The flexibility of the tools in Revit for producing a design open up new ways for coordinating dimensions at all phases of the process.   In layout, a repeating module of spacing can be chosen to form a series of columns, openings, or room partitions as a rule, and exceptions in spacing made, but kept limited to, say, 1’ increments. (or at smallest, 1” increments). Dimension strings in Revit are “live.” (Here's a good post).  Move a wall, the dimension reading changes, touch a wall, and the dimensions “go live” and can be overwritten with the desired number to move the wall.  Precise placement of elements comes easily, and locations will lock into and flex along a module instantly.  In AutoCAD language, you would force movement increments by a “snap” setting, but these dimensions are on steroids. 

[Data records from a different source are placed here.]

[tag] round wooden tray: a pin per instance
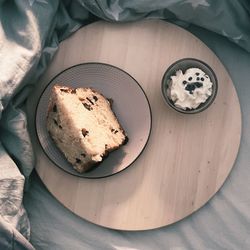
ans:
(187, 158)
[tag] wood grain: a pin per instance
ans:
(187, 158)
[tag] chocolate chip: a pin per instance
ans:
(190, 88)
(85, 132)
(87, 106)
(78, 160)
(110, 101)
(55, 108)
(90, 101)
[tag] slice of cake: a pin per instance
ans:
(83, 126)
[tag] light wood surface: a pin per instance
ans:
(187, 158)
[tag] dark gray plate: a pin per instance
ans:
(130, 105)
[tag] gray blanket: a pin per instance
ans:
(29, 35)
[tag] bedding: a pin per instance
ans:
(30, 32)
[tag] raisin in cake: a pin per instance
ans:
(83, 126)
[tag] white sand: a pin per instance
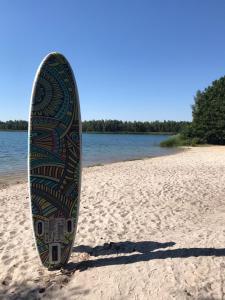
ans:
(164, 218)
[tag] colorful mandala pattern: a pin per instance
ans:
(54, 160)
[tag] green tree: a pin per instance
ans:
(208, 113)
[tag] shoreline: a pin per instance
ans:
(7, 179)
(140, 223)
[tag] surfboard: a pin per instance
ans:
(54, 160)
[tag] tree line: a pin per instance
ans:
(114, 126)
(208, 118)
(208, 112)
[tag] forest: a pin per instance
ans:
(113, 126)
(208, 118)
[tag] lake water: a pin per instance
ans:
(97, 149)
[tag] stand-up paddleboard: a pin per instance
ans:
(54, 160)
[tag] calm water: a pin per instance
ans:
(97, 149)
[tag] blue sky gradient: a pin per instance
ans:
(133, 60)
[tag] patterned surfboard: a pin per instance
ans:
(54, 160)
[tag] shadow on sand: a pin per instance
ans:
(144, 251)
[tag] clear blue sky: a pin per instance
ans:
(133, 60)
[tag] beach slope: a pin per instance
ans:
(148, 229)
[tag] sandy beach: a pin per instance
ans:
(148, 229)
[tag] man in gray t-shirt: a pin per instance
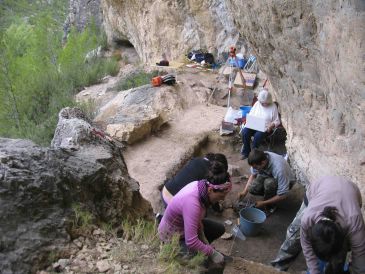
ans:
(270, 176)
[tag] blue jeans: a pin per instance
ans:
(258, 137)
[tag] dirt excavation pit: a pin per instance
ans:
(263, 247)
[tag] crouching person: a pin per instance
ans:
(271, 177)
(185, 214)
(331, 225)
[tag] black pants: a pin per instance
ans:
(212, 229)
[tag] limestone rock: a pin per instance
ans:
(311, 52)
(40, 185)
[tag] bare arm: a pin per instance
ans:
(272, 200)
(243, 194)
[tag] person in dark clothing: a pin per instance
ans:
(195, 170)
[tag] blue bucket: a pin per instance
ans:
(245, 110)
(251, 220)
(241, 63)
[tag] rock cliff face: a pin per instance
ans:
(312, 51)
(39, 187)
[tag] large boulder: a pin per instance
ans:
(40, 186)
(312, 52)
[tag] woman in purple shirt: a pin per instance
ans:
(185, 214)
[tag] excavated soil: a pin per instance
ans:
(194, 132)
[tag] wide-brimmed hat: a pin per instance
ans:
(264, 96)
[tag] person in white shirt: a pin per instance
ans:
(266, 109)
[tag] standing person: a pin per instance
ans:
(271, 177)
(196, 169)
(331, 224)
(185, 213)
(266, 109)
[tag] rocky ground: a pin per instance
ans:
(191, 128)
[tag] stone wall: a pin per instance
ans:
(312, 52)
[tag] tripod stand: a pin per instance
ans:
(232, 59)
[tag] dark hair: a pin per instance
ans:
(326, 236)
(218, 157)
(256, 157)
(217, 174)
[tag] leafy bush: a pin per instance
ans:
(39, 76)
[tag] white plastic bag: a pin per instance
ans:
(232, 115)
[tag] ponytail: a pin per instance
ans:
(329, 212)
(326, 236)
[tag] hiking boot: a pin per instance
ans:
(158, 218)
(243, 157)
(269, 210)
(218, 207)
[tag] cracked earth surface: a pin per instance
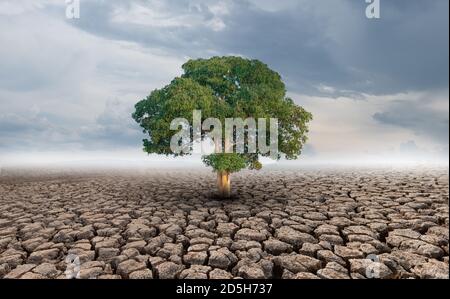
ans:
(283, 224)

Dimensional Reality of the Model

Rules of thumb abounded in the days of hand drafting.  After the sketcher sketched,  the presenter presented... loosely, in terms of accuracy.  Then, work passed on to the drafter for tedious scaled delineation, with strings of dimensions added at the end of the process.  These were exhaustively solved mathematically, if not geometrically. Towards the end, the drafter often had  to depart from scale to some degree to avoid too many painful erasures, applying the dreaded NTS (not to scale) notation next to the offending dimension.  CAD revolutionized graphically scaled accuracy in architectural drafting. Moving, stretching, erasing, redrawing of geometry was seamless, if not endless.  But CAD brought with it the Boogeyman of  Myopic Accuracy now possible, way beyond any tolerance possible in the field. Endless strings of any complexity of dimension could be resolved in detail to any fraction of inch.  A quick and spontaneous initial schematic CAD drawing was frequently too sloppy, using rough placement to keep thoughts uncluttered, just as in the days of the handmade presentation. Detailed drafters simply threw that work out and started over for working drawings.  


A new era has dawned.  The process of parametric modeling brings us back to reality, to the.concept of resolving to simple, yet precise dimensions, from beginning to end.   Using this logic of modular “snap” points can speed earlier design thinking, and still  remain valid through later refinement.   The whole forest comes into view, reinforced, not obscured by the sheer number of trees that make it up.  “Live” parametric dimensions can give an ongoing reading to the design team giving shape to the building, working elements to a coherent, guiding dimensional pattern. As more detail oriented thinking evolves, more refined, fine grain dimensions help describe the work, building on the original framework.

Monday, October 6, 2014

To BIM or not to BIM

Reflecting on an oft debated subject, I point to a well argued blog post:

(bim)x: Should This Project Be a "BIM Project"?.  The list presented weighs out costs and benefits, but two keys may be missing: flexibility and motivation.  A typical architectural firm, uninitiated in Building Information software (BIM), may well tick down the list to a resounding "no,"  When working in Connecticut, I was often reminded of an unofficial motto: "the State of Steady Habits". We are effective with old habits, and so it is hard to evolve to new tools.  In terms of leveraging new technology, how did it come about that the time honored use of the hand ledger was finally overtaken with automated spreadsheet?  In Architecture, what is the tipping point of moving from careful use of smaller amounts of personally thought out information to mapping out large quantities of interconnected data, both visual and quantitative?